I'm resurrecting this thread, becuase I finally got my 622 on Monday and just got around to checking the temps.

My 622 is on the top shelf of a rack with a glass front cover, which I try to keep at least cracked while running components. There is also at least 4-5 inches of clearance above the 622.

Right now, my temps read like this:

High: 138 F
Low: 79 F
Average: 107 F

I guess my question is does anyone have any word from E* on what is considered "normal"? I notice that my average temp is either in line with or maybe slightly above what others have had, but my high seems on the "high side."

Does E* have any recommendations or standards on running temps?


----------



## ebaltz

Mine has been fairly consistant, in that the average has run between 113 and 118 with a high of 136 and for some reason the low changes, I think it was 96 last I checked. I have it by itself on a shelf with shims under it, open on all sides and a fan blowing on it, so I don't think there is much else that could be done to keep it any cooler except to turn my AC down 10 degrees. Virtually every componant I own though runs fairly hot. Someone should make a chilled cabinet. For comparison, I think the hard drive on my computer runs at about 150 degrees.


----------



## ClarkBar

My 622 temps are:

Hi 129
Low 86
Avg 114

622 is on a table by itself and supported by four bottle caps. A "D" model.

This temperature question is often discussed, here and on the other site, but I have yet to see the three "burning" questions answered. 

What are Normal temps? What is a "critically high" temp? How often does the readout of temps in the Diagnostic screen change?


----------



## harsh

From the ViP622 manual "Important Safety Instructions":

8 Do not install near any heat sources such as radiators, heat registers, stoves, or other apparatus (including amplifiers) that produce heat.

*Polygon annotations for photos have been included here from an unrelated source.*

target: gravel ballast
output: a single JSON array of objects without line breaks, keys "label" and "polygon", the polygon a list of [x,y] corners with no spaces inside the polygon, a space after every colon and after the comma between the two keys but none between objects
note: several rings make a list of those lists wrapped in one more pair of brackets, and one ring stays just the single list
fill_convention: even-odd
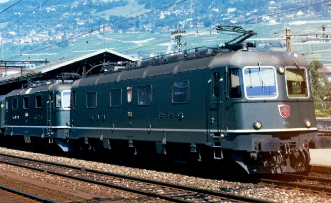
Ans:
[{"label": "gravel ballast", "polygon": [[[50,162],[56,162],[86,168],[124,174],[175,184],[180,184],[200,188],[226,192],[275,202],[284,203],[331,202],[329,196],[293,190],[270,188],[253,184],[198,178],[181,174],[50,156],[3,148],[0,148],[0,153]],[[132,202],[132,200],[135,200],[133,201],[135,202],[149,201],[148,199],[141,198],[142,197],[133,197],[126,192],[118,192],[117,191],[115,192],[117,196],[114,196],[114,192],[112,192],[112,191],[114,191],[115,190],[113,189],[107,188],[105,189],[105,188],[102,186],[96,186],[89,183],[84,183],[75,180],[50,176],[44,173],[35,172],[24,168],[11,166],[7,164],[0,165],[0,171],[2,171],[55,185],[61,185],[74,190],[94,193],[105,197],[109,198],[112,197],[114,198],[114,200],[127,202]],[[117,199],[115,199],[115,198]],[[150,201],[151,202],[153,201],[152,200],[150,200]],[[157,201],[161,202],[163,201],[159,199]]]}]

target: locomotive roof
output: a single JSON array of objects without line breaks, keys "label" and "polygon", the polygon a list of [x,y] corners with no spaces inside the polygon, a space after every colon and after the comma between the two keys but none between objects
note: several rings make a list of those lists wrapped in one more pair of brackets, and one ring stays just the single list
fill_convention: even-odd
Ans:
[{"label": "locomotive roof", "polygon": [[32,94],[48,90],[70,90],[72,83],[50,84],[33,87],[15,89],[8,93],[6,96],[17,96],[23,94]]},{"label": "locomotive roof", "polygon": [[[190,54],[194,55],[192,53]],[[154,64],[151,60],[143,61],[141,63],[140,66],[136,68],[84,78],[74,82],[72,87],[144,78],[162,75],[175,74],[193,70],[207,69],[210,66],[216,55],[215,52],[211,49],[205,49],[199,52],[197,57],[190,57],[190,54],[185,58],[183,55],[171,56],[166,58],[164,62],[161,62],[161,59],[159,58],[155,60]]]},{"label": "locomotive roof", "polygon": [[[308,66],[306,59],[299,54],[272,51],[241,51],[216,54],[213,50],[201,51],[197,56],[184,58],[183,55],[172,56],[160,62],[160,58],[143,61],[136,68],[126,69],[102,75],[92,76],[76,81],[72,87],[144,78],[198,69],[222,66],[242,67],[264,64]],[[191,54],[191,55],[192,55]],[[153,64],[154,63],[154,64]]]},{"label": "locomotive roof", "polygon": [[256,66],[258,63],[261,63],[262,65],[277,64],[293,66],[294,63],[299,66],[309,65],[306,58],[300,54],[292,52],[261,51],[241,51],[223,54],[222,57],[215,59],[211,67]]}]

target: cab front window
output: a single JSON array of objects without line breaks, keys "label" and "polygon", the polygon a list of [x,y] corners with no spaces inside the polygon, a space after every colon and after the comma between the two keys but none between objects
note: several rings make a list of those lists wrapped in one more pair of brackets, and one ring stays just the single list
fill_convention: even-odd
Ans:
[{"label": "cab front window", "polygon": [[290,98],[307,97],[308,90],[306,71],[302,69],[286,69],[285,70],[287,94]]},{"label": "cab front window", "polygon": [[273,99],[278,96],[274,68],[246,67],[243,70],[245,95],[249,99]]}]

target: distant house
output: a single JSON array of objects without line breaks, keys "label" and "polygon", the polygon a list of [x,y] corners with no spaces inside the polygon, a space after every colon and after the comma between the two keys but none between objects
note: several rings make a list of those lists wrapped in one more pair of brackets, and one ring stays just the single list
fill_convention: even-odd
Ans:
[{"label": "distant house", "polygon": [[237,10],[236,8],[229,7],[228,8],[228,13],[233,12],[235,11],[236,10]]},{"label": "distant house", "polygon": [[299,11],[297,12],[296,12],[296,15],[298,16],[302,16],[304,15],[304,12],[302,12],[301,11]]},{"label": "distant house", "polygon": [[293,18],[294,17],[294,14],[287,14],[285,15],[286,18]]}]

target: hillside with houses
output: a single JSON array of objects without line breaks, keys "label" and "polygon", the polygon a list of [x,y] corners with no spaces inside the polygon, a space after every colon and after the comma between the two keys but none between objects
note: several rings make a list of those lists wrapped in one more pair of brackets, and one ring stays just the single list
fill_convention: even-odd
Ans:
[{"label": "hillside with houses", "polygon": [[[151,1],[143,0],[62,0],[43,5],[25,1],[2,13],[0,42],[22,45],[42,42],[47,45],[66,41],[59,45],[65,46],[79,38],[104,33],[169,32],[173,29],[209,27],[216,24],[277,23],[284,18],[330,16],[326,5],[270,15],[308,3],[313,4],[316,1],[223,2],[178,3],[172,0],[152,4]],[[1,4],[0,10],[13,2]],[[158,9],[160,8],[164,8]],[[113,12],[119,9],[126,11]],[[24,47],[24,49],[29,47]]]}]

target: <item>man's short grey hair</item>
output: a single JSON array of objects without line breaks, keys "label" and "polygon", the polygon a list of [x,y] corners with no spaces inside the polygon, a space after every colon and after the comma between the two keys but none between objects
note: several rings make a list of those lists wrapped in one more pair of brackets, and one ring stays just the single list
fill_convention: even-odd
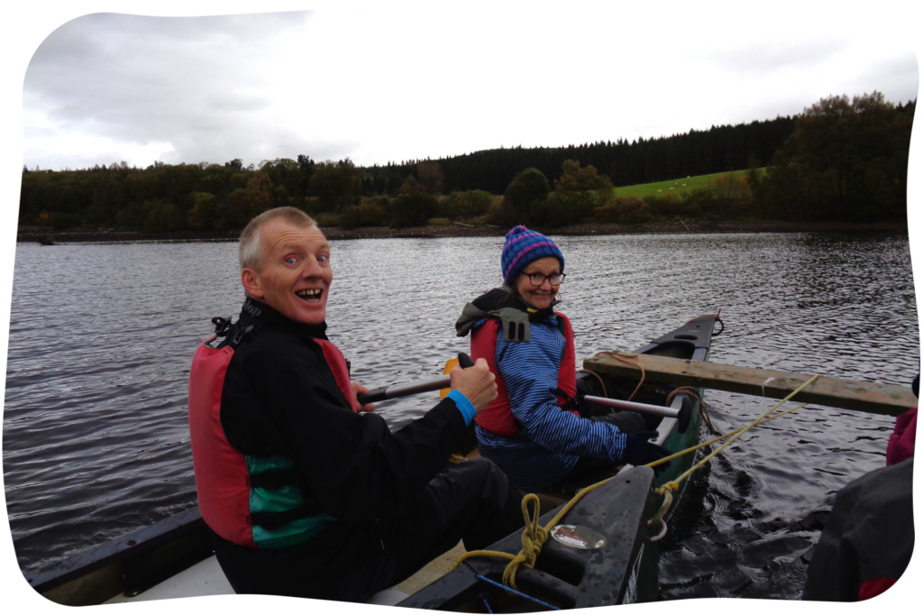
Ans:
[{"label": "man's short grey hair", "polygon": [[250,221],[250,223],[240,234],[240,271],[245,269],[257,269],[262,257],[262,245],[259,240],[259,229],[273,220],[283,220],[293,226],[306,228],[317,226],[318,223],[314,218],[307,215],[301,210],[294,207],[277,207],[274,210],[267,210]]}]

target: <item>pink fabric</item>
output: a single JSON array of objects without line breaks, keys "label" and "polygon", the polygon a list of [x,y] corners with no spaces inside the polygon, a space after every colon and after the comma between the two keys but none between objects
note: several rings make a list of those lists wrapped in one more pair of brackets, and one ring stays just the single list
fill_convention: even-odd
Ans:
[{"label": "pink fabric", "polygon": [[897,417],[894,433],[888,440],[885,464],[893,465],[914,456],[914,441],[917,439],[917,408],[910,408]]}]

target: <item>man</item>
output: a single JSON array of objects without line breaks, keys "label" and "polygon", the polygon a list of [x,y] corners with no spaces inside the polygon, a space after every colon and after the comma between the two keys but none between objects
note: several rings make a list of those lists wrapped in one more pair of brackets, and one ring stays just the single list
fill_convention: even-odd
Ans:
[{"label": "man", "polygon": [[199,346],[189,422],[199,508],[235,592],[364,601],[463,539],[522,525],[520,495],[486,460],[444,469],[497,396],[482,360],[391,433],[327,340],[330,248],[304,212],[270,210],[241,235],[246,300]]}]

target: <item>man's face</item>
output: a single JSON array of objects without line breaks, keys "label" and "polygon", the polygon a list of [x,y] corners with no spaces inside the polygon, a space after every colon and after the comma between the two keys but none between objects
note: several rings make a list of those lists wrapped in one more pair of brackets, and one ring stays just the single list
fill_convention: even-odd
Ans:
[{"label": "man's face", "polygon": [[333,279],[330,246],[324,234],[317,226],[274,220],[259,230],[259,265],[241,273],[250,296],[296,322],[323,322]]}]

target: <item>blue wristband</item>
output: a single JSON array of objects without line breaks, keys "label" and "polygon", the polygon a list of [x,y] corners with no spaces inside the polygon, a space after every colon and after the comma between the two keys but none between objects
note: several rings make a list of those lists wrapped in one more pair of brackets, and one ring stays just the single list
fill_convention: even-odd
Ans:
[{"label": "blue wristband", "polygon": [[449,394],[446,395],[446,398],[455,402],[455,406],[458,407],[462,416],[464,417],[464,424],[471,425],[471,422],[474,420],[474,416],[477,415],[477,410],[475,410],[472,403],[468,401],[468,398],[464,396],[464,393],[452,389],[449,392]]}]

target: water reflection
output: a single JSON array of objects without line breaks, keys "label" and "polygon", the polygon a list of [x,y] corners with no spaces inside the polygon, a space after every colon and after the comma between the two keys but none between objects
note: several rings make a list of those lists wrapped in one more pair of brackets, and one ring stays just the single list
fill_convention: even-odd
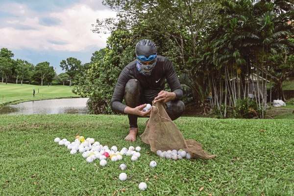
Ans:
[{"label": "water reflection", "polygon": [[70,98],[24,102],[2,107],[0,114],[86,114],[88,99]]}]

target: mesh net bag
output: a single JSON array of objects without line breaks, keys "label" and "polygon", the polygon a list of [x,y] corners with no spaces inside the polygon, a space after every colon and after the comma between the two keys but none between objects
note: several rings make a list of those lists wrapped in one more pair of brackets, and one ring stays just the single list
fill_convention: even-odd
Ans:
[{"label": "mesh net bag", "polygon": [[153,103],[150,118],[144,132],[140,136],[142,141],[150,145],[151,151],[181,149],[190,153],[192,158],[210,159],[215,157],[204,151],[201,144],[194,140],[185,140],[172,122],[163,103]]}]

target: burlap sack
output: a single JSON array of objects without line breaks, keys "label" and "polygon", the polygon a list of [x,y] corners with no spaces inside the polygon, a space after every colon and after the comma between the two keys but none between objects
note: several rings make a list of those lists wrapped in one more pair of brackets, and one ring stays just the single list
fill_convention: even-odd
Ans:
[{"label": "burlap sack", "polygon": [[150,145],[151,151],[156,153],[158,150],[163,151],[182,149],[189,152],[192,158],[210,159],[216,156],[205,151],[199,142],[185,140],[162,103],[153,103],[151,110],[146,128],[140,136],[144,143]]}]

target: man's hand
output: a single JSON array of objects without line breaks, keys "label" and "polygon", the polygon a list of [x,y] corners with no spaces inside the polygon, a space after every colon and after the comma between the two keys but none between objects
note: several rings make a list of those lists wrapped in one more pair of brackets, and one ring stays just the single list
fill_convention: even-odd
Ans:
[{"label": "man's hand", "polygon": [[148,117],[150,116],[151,109],[147,110],[146,112],[143,111],[143,108],[146,106],[146,105],[147,104],[141,105],[134,108],[128,106],[124,109],[124,112],[125,114],[133,114],[142,117]]},{"label": "man's hand", "polygon": [[172,100],[175,98],[175,93],[173,92],[168,92],[165,91],[161,91],[158,93],[157,97],[154,98],[153,101],[154,103],[157,101],[168,102]]}]

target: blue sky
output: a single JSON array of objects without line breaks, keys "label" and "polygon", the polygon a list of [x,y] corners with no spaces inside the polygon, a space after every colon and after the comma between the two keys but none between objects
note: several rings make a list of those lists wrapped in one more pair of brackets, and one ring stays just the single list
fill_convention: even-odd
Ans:
[{"label": "blue sky", "polygon": [[115,17],[102,0],[0,0],[0,48],[36,65],[49,61],[57,74],[69,57],[90,61],[109,35],[91,31],[97,19]]}]

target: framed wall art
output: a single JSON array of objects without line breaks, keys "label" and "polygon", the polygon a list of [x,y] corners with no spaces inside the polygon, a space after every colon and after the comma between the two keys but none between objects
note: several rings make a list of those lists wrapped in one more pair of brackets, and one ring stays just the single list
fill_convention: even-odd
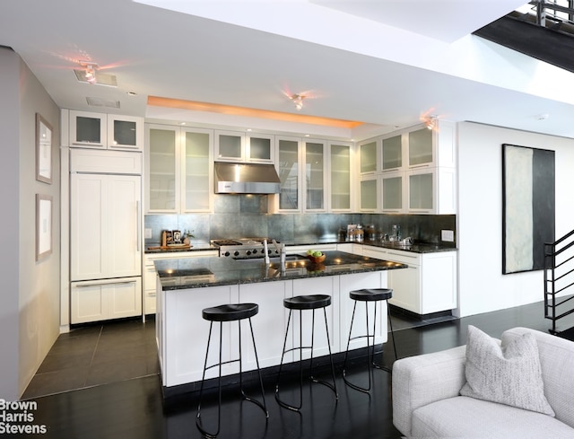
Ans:
[{"label": "framed wall art", "polygon": [[36,260],[52,252],[52,197],[36,194]]},{"label": "framed wall art", "polygon": [[36,113],[36,180],[52,184],[52,127]]},{"label": "framed wall art", "polygon": [[502,273],[541,270],[555,241],[554,151],[502,145]]}]

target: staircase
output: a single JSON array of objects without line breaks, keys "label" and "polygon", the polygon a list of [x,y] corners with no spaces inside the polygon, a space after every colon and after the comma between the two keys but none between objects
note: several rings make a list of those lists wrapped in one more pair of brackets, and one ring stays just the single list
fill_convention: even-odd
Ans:
[{"label": "staircase", "polygon": [[570,72],[574,72],[574,2],[531,1],[474,34]]},{"label": "staircase", "polygon": [[555,242],[544,243],[544,317],[552,334],[574,339],[574,328],[557,330],[556,322],[574,313],[574,230]]}]

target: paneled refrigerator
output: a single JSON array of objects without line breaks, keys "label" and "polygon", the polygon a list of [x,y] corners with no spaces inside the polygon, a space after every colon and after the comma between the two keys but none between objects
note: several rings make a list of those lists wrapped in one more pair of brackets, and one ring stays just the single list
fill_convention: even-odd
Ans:
[{"label": "paneled refrigerator", "polygon": [[141,154],[72,150],[70,169],[70,322],[141,315]]}]

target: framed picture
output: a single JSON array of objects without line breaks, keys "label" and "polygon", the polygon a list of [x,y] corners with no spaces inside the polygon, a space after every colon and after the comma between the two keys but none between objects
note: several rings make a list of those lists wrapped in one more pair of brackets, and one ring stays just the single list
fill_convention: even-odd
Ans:
[{"label": "framed picture", "polygon": [[52,184],[52,127],[36,113],[36,180]]},{"label": "framed picture", "polygon": [[52,197],[36,194],[36,260],[52,252]]},{"label": "framed picture", "polygon": [[541,270],[554,241],[554,152],[502,145],[502,273]]}]

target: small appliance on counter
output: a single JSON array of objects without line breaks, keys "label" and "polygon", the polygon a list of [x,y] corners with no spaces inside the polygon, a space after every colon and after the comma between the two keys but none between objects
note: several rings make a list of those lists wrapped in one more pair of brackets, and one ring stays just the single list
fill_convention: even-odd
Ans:
[{"label": "small appliance on counter", "polygon": [[147,250],[187,250],[192,246],[186,243],[179,230],[162,230],[159,247],[148,247]]}]

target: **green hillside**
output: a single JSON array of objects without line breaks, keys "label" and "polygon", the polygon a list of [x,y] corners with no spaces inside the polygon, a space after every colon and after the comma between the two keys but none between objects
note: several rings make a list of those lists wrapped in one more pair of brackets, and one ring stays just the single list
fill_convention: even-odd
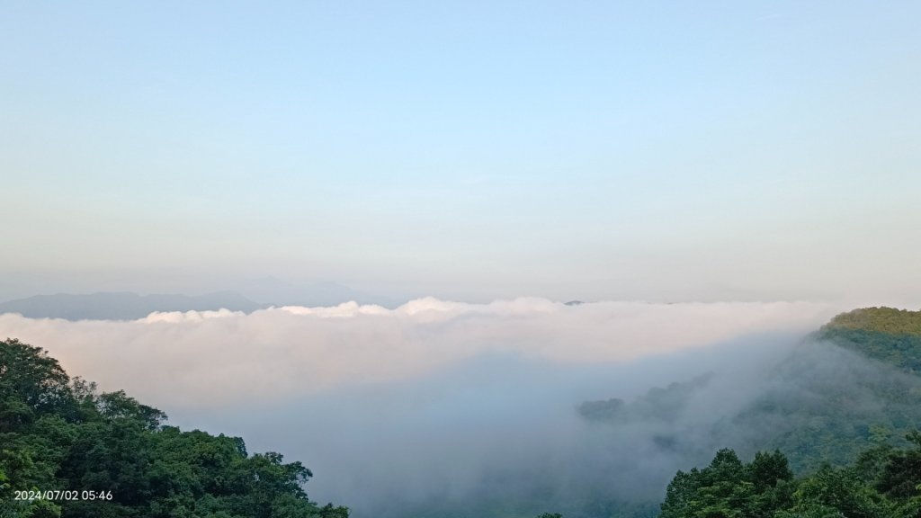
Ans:
[{"label": "green hillside", "polygon": [[0,342],[0,517],[348,516],[308,499],[300,463],[165,419],[70,378],[39,347]]},{"label": "green hillside", "polygon": [[816,336],[905,371],[921,373],[921,311],[854,310],[833,318]]}]

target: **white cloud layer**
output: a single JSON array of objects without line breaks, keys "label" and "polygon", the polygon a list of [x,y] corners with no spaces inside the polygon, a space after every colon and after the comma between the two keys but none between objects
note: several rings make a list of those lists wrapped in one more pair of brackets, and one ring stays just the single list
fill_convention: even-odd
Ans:
[{"label": "white cloud layer", "polygon": [[484,354],[624,362],[762,332],[808,332],[837,308],[810,302],[469,304],[355,302],[251,314],[155,312],[130,321],[0,315],[0,336],[44,347],[71,375],[168,412],[283,401],[403,382]]}]

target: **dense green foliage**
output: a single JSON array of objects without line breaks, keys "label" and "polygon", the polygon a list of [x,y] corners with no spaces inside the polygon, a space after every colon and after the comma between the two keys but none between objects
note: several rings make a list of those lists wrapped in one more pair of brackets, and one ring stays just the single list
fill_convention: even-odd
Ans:
[{"label": "dense green foliage", "polygon": [[921,312],[864,308],[839,314],[818,337],[900,369],[921,373]]},{"label": "dense green foliage", "polygon": [[[0,517],[348,516],[308,499],[311,473],[300,463],[250,455],[239,438],[181,431],[165,419],[123,392],[97,394],[41,348],[0,342]],[[23,490],[79,496],[16,500]]]},{"label": "dense green foliage", "polygon": [[918,518],[921,434],[912,448],[879,446],[847,467],[825,465],[794,480],[783,453],[758,453],[750,464],[721,450],[707,467],[679,471],[669,484],[661,518]]}]

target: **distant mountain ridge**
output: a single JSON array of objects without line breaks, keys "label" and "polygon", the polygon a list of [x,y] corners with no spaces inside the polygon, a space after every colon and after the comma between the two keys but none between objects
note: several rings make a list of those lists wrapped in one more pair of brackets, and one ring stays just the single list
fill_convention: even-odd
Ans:
[{"label": "distant mountain ridge", "polygon": [[251,312],[266,307],[235,291],[204,295],[138,295],[129,291],[36,295],[0,303],[0,313],[65,320],[135,320],[154,312],[215,311]]},{"label": "distant mountain ridge", "polygon": [[921,374],[921,311],[862,308],[822,326],[821,340]]}]

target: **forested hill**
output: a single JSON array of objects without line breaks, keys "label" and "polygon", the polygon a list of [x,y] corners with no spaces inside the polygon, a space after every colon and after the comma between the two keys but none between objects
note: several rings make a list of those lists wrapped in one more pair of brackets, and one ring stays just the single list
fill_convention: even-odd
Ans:
[{"label": "forested hill", "polygon": [[816,336],[921,374],[921,311],[854,310],[833,318]]},{"label": "forested hill", "polygon": [[165,419],[123,392],[97,394],[39,347],[0,342],[0,517],[348,516],[308,499],[300,463]]}]

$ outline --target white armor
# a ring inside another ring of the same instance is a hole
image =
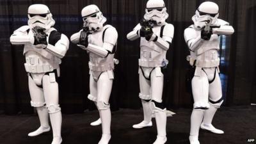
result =
[[[60,58],[68,50],[69,41],[65,35],[51,28],[54,21],[47,6],[30,6],[28,15],[29,26],[15,30],[10,37],[12,44],[24,45],[24,66],[29,76],[31,104],[36,108],[41,124],[36,131],[28,135],[35,136],[50,131],[49,113],[53,134],[52,144],[59,144],[62,141],[61,113],[58,104],[58,84],[56,81],[60,76]],[[44,32],[48,35],[47,45],[34,45],[35,34],[32,29],[38,26],[44,28]]]
[[[166,12],[164,1],[163,0],[150,0],[147,3],[147,8],[144,19],[155,20],[157,25],[161,26],[165,23],[169,15]]]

From the "Proper Care" section:

• Do not place the receiver in an enclosure such as a cabinet without proper ventilation.
• Do not stack the receiver on top of or below other electronic devices as this can cause heat build-up and vibration.
• Do not install the receiver in any area where the temperature can be less than 40°F or more than 113°F. If the receiver is cold to the touch, do not plug it in immediately. Let it sit unplugged at room temperature for at least 45 minutes before plugging it in.


It seems pretty clear that receivers should not be installed in any kind of substantially enclosed space; especially with other hot gear (receivers, laser disc players, power amplifiers).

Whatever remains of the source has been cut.